- Mary Jean Bowman working at her desk
- Born: October 17, 1908 New York City, New York, United States
- Died: June 4, 2002 (aged 93) Hyde Park, Illinois, United States
- Spouse: C. Arnold Anderson ​(m. 1942)​

Academic background
- Alma mater: Vassar College Radcliffe College (M.A.) Harvard University (Ph.D.)

Academic work
- Discipline: Education economics
- Institutions: Iowa State University University of Chicago

= Mary Bowman =

American economist (1908–2002)

Mary Jean Bowman (October 17, 1908 – June 4, 2002) was an American economist who mostly focused on education economics.

==Personal life and education==
Mary Jean Bowman was born to mother Mary K. Kauffman and father Harold Martin Bowman on October 17, 1908, in New York City. She was raised in Newton Centre, Massachusetts. She graduated Phi Beta Kappa from Vassar College in 1930. She received her Master of Arts degree from Radcliffe College two years later and her Ph.D. from Harvard University in 1938. She relocated to Chicago, Illinois with her husband, C. Arnold Anderson, in 1949. The two were married on July 18, 1942, in Iowa City, Iowa. Together they had one child, Lloyd Barr. Dr. Bowman died at home in Hyde Park on June 4, 2002.

==Career==

In the 1930s, Dr. Bowman was doing research and casework at the Massachusetts Women's State Prison. Bowman's first job after college was in 1932 when she became city supervisor of the United States Bureau of Labor Statistics. Three years later she became an instructor and, later, an assistant professor at Iowa State University where she remained until 1943. During her time teaching at Iowa State she, and the other school's scientists were asked, under pressure from the dairy industry to support the idea that, "butter is better for you than margarine." In what became known as the oleomargarine diaspora, she, her husband, Theodore Schultz, D. Gale Johnson, and others left the university as a form of protest. She served as Director of the Northwest Central Region Consumer Purchases Survey for the United States Department of Agriculture during academic year 1935–36 and was a visiting professor at the University of Minnesota in 1941. She was a senior economist at the Bureau of Labor Statistics in 1944–46. Bowman was a Fulbright research fellow in Sweden in 1956–57 and then was a contract researcher for Resources for the Future until 1959. Due to her husband being a faculty member at the University of Chicago, Bowman served as an associate professor at the University of Chicago until she received a faculty appointment in 1958 as a result of a change in nepotism rules at the university. In 1969 she received joint-appointment in the economics and education departments at the university.

 She served as a visiting professor in Yugoslavia, Brazil, Sweden, the London School of Economics and with the World Bank.

Mary Jean Bowman was the only female member of the social science research council, and she served at the national level for the American Association of University Women in 1953.

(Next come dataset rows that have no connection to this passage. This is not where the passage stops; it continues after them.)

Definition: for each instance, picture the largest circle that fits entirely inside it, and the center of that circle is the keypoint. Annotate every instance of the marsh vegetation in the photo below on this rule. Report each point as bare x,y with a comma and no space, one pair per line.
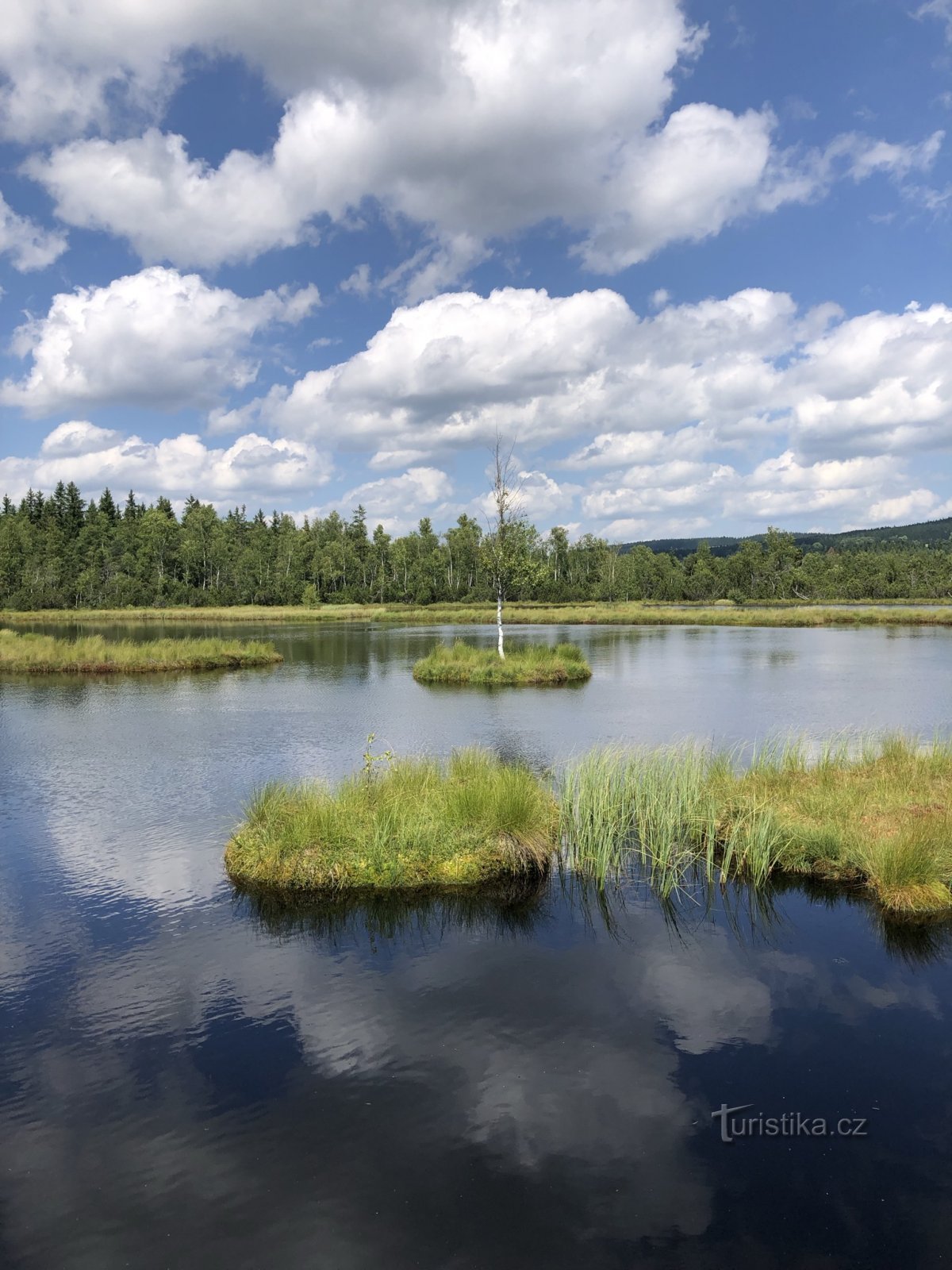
526,613
527,664
25,653
869,813
414,823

Using data from the United States, Mexico, Japan and Malaysia, Bowman investigated the effects of education on economic development and income distribution, with an emphasis on the relationship between fertility and technological change. Some of her later work explores expectations and business decision-making, especially investment decisions.

== Published work ==
Mary Jean Bowman wrote six books and over seventy-five articles. She was known for her work in the economics of education. In the 1940s and 1950s, the textbook that she co-authored with George Leland Bach, called Economic Analysis and Public Policy, became the most popularly used college-level economic textbook. She researched and published articles on domestic and international economic issues, and worked with her husband to publish work as well.